Thank you for your work towards improving democracy and healthy dialogue throughout the world.

I am a company commander in the U.S. Army, and I started hosting Socrates Café dialogues with my junior leaders weekly while we were deployed to Iraq. One intriguing discussion took place when a platoon leader posed the question, “Are we storm troopers?” These have been important dialogues mainly focused on ethics, leadership, and sacrifice. I’d be happy to offer more feedback if you are interested.

Socrates Café has been a successful means of helping junior officers and non-commissioned officers to appreciate other perspectives and practice active listening and communication. I would like to continue doing this weekly at a dining facility on post at Fort Campbell, Kentucky.

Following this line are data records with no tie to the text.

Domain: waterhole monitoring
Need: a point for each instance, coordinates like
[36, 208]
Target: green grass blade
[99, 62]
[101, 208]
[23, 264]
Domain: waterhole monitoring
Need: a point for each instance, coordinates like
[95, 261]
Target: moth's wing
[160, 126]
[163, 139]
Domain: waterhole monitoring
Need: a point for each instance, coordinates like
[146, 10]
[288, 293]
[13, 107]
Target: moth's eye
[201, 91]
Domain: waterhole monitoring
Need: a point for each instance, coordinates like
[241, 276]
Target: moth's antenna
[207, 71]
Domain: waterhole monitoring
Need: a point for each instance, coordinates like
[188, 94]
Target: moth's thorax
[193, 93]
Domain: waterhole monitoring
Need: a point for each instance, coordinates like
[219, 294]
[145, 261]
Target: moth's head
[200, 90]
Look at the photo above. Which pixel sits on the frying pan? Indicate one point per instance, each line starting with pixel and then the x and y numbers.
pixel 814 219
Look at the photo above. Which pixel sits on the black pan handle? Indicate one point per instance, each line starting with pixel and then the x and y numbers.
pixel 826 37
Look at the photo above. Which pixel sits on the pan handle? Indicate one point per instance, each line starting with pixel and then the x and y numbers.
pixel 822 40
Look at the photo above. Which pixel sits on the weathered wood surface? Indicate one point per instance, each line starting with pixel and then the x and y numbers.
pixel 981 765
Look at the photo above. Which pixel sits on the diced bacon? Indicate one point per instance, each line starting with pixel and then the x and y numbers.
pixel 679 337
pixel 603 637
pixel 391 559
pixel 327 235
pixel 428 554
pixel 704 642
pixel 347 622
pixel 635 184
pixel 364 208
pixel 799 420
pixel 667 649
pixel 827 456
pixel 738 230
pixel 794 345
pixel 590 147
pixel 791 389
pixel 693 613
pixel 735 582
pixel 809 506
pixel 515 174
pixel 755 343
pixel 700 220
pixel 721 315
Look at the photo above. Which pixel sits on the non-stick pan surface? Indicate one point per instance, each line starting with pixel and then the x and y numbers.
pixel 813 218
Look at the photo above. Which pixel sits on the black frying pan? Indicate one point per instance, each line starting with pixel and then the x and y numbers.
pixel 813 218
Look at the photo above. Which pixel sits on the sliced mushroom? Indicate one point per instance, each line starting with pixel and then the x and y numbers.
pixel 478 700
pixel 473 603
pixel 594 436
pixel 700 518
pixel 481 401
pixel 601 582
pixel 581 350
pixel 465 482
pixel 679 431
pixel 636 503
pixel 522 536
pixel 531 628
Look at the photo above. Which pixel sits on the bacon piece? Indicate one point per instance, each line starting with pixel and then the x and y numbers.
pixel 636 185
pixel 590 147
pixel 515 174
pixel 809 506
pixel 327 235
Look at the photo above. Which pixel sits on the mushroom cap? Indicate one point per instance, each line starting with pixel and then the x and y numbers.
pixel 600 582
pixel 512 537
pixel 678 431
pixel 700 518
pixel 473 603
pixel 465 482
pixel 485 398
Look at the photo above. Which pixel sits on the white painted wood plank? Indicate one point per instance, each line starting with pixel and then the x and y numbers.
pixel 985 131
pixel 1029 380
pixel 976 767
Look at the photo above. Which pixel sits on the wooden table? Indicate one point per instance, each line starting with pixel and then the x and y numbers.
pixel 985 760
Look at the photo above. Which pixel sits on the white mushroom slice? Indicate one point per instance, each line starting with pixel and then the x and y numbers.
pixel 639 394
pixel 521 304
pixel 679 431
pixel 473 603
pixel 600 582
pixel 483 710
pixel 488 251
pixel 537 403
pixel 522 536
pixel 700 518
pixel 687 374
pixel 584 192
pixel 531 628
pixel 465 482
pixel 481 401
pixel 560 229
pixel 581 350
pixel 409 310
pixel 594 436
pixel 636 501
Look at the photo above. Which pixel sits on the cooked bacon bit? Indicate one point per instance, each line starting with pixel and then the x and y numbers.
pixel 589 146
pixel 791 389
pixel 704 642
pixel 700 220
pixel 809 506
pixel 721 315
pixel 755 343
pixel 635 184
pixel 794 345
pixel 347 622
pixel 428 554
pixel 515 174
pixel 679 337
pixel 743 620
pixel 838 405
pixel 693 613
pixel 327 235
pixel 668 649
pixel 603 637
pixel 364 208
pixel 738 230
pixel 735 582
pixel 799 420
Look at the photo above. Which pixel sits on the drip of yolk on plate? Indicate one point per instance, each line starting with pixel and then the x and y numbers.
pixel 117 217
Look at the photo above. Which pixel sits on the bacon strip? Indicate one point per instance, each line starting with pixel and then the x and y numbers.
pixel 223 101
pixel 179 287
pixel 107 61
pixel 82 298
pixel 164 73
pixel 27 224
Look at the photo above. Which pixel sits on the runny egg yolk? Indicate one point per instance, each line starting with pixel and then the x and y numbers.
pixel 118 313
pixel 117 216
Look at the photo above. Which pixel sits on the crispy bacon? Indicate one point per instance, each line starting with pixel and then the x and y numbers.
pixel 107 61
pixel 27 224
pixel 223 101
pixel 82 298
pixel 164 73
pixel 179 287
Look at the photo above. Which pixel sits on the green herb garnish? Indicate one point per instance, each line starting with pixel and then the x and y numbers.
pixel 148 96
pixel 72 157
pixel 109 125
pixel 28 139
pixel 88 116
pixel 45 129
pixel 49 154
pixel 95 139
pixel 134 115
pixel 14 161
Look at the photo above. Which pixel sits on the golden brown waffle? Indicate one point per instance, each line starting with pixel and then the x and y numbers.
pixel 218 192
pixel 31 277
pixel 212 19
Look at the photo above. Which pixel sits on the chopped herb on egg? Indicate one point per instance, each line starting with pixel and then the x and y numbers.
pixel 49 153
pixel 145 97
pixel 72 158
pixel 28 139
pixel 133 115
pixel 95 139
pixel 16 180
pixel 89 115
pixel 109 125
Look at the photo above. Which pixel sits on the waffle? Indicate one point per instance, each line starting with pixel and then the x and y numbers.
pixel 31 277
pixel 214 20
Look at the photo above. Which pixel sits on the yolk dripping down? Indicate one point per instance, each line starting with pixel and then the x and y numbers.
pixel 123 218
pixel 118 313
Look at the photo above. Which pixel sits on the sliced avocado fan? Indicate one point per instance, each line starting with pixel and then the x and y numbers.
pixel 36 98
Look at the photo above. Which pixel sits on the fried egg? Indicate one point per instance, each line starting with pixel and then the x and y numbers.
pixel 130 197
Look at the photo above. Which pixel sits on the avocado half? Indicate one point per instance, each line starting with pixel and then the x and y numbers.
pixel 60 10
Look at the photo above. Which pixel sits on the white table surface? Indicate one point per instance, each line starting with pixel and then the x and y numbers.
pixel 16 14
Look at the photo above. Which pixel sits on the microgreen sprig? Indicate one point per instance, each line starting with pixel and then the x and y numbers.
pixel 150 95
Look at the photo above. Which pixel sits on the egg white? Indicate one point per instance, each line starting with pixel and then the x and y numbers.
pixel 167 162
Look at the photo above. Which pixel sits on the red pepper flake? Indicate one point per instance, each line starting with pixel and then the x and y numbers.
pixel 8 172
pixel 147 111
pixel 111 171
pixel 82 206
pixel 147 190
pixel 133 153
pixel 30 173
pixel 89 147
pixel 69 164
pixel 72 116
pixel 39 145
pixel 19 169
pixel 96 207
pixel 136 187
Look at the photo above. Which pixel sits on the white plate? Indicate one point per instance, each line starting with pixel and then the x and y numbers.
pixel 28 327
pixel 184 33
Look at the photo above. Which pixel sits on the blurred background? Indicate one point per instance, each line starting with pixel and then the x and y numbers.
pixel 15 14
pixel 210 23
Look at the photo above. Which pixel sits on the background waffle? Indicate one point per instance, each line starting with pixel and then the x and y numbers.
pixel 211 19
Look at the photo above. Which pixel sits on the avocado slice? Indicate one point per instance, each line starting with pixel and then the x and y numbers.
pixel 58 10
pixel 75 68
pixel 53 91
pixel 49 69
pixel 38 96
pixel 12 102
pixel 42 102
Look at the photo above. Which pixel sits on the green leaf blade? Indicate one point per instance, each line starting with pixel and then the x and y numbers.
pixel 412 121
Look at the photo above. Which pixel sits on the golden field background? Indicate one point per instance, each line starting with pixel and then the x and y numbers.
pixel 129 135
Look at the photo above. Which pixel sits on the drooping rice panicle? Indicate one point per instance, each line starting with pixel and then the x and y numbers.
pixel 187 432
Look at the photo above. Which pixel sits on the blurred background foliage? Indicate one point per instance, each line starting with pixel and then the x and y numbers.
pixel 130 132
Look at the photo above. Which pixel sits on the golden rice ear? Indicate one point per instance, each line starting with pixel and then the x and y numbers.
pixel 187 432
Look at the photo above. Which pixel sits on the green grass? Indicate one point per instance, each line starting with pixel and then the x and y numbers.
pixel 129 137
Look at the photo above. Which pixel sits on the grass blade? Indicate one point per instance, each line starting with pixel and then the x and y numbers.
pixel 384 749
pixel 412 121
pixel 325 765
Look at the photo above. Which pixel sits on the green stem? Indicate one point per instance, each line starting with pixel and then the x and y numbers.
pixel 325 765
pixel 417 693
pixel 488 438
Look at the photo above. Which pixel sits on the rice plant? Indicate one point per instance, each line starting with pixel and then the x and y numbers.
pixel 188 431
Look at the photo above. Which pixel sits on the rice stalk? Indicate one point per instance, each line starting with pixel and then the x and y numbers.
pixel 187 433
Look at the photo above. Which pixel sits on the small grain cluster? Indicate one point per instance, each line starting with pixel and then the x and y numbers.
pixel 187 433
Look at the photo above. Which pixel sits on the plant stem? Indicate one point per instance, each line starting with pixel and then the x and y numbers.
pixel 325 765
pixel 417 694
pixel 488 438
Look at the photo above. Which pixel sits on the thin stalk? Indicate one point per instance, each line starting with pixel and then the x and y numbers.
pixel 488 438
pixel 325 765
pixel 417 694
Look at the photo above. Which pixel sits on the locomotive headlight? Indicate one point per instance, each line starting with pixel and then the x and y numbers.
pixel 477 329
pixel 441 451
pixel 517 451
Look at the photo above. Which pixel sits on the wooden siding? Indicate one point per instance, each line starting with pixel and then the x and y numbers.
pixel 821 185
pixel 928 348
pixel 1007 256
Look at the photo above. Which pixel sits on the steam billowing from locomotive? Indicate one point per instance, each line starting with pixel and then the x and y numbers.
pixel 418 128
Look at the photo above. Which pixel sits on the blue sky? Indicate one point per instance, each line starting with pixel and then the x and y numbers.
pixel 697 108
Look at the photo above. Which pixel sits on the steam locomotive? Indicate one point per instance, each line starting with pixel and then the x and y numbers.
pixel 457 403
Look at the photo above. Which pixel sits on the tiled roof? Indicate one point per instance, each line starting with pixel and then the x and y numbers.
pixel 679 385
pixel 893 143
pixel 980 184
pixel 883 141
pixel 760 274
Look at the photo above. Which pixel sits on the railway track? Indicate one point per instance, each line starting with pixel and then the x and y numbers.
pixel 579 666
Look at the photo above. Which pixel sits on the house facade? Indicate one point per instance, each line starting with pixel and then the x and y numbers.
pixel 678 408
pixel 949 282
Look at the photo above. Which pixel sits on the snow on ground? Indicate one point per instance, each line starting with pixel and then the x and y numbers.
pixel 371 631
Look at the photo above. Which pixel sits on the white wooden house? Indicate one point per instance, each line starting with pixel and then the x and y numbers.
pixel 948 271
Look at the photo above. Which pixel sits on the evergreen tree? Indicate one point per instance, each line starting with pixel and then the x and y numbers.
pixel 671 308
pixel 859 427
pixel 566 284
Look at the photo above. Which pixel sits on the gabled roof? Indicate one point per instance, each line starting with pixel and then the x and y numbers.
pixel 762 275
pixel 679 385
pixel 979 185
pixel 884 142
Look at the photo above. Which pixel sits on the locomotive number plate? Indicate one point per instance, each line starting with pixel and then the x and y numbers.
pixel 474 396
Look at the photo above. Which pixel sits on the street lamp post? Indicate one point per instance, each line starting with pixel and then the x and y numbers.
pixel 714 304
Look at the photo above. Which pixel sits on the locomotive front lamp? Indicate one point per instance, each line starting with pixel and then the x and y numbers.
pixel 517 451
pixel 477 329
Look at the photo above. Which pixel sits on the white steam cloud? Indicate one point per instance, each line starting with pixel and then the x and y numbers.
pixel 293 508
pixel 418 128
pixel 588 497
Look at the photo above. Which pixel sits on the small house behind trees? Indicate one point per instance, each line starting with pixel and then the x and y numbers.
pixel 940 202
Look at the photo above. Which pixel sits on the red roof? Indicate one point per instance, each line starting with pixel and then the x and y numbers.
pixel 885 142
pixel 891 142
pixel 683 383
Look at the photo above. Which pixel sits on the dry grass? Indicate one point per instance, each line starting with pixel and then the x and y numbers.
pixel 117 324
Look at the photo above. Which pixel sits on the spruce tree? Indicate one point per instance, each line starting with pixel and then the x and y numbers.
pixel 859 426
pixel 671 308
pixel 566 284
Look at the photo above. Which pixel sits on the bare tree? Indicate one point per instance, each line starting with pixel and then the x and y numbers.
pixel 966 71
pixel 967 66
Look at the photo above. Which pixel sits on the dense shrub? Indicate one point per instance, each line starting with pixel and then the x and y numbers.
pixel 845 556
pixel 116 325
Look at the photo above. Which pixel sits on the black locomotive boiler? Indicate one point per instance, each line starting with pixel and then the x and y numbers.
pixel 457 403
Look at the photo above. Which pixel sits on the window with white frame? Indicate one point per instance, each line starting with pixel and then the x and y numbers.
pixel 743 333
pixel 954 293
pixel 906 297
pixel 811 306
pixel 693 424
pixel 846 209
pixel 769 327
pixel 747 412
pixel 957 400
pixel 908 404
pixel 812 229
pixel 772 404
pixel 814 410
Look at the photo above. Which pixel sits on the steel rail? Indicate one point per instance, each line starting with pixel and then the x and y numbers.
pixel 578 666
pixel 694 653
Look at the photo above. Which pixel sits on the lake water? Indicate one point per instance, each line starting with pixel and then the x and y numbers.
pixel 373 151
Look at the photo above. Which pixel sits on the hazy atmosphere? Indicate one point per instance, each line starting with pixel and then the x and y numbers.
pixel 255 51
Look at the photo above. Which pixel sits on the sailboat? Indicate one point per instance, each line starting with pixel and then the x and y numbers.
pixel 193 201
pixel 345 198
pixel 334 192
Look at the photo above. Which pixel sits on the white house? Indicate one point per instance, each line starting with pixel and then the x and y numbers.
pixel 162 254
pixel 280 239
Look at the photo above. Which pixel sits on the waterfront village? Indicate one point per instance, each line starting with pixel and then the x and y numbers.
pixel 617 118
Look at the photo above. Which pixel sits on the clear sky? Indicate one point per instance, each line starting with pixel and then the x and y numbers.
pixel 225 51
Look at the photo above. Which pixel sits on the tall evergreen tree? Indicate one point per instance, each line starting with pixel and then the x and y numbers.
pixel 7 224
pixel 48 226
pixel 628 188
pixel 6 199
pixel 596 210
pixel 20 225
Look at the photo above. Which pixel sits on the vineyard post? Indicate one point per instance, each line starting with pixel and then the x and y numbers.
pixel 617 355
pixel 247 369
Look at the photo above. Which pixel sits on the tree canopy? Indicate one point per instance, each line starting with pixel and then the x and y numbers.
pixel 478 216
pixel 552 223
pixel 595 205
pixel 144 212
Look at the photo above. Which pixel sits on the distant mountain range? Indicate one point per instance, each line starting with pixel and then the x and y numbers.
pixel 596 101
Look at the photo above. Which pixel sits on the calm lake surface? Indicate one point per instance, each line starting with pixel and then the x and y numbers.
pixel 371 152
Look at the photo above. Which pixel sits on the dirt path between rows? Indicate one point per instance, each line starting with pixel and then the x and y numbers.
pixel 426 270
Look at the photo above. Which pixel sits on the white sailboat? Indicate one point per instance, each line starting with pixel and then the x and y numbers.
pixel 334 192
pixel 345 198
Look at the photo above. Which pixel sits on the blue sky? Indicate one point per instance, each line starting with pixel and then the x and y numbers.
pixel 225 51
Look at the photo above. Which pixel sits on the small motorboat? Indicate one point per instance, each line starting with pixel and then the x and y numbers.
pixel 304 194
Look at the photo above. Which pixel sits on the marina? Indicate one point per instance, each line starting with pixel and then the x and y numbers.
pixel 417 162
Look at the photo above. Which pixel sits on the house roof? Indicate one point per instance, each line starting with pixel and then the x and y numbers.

May I have your permission to facilitate this group while abiding by your goals and ideals? I am also interested in membership with your Society of Philosophic Inquiry.

Thank you again.

Vr,

Alex H. Carlier

CPT, EN

A/39th BEB Commander

2BCT, 101st ABN DIV (AASLT)

At a time when our current President, who avoided military service, is set to pour willy-nilly massive amounts of funding for the military-industrial complex, it is more vital than ever that there is a focus on “ethics, leadership, and sacrifice” as CPT Carlier put it

And I’m thrilled beyond words that Captain Carlier finds my “work towards improving democracy and healthy dialogue throughout the world” to be so vital, and so apropos to his own mission. One of our nonprofit’s amazing board members, Paul Martin, served in Naval Special Warfare and had a two-year tour as a U.S. Navy Reserve SEAL.

I find this particularly so:

— because of my late father Alex Phillips’s own military service and his subsequent stellar career in the Department of the Navy, where he rose to the highest echelons a the Supervisor of Shipbuilding in Newport News, VA; my father told me how he was so proud of my ‘legacy’, including my years-long labor of love holding Socrates Cafe inquiries (many of which I relate in my books) with troops and at military bases, an endeavor he considered essential to our democratic evolution

— and because while so many still serve and willingly put their lives on the line, and even make the supreme sacrifice, so that open societies might thrive and live on, I can tell you from firsthand experience that lamentably there are those (including retired military officers overseeing defense acquisition) who do not any longer place a premium on ethical and honorable service or even behavior; and i’m sure I’m far from the only one who has a sibling or other member of one’s immediate or extended family from the Baby Boomer generation who only lives for purposes of self-aggrandizement, who has no moral compass of any sort, and could not care a whit about service or duty to others (and indeed would find such concepts laughable, tragically)

So thank you thank you thank you Captain Carlier for your message, which could not have arrived at a better time in my life — and in the life of our democracy.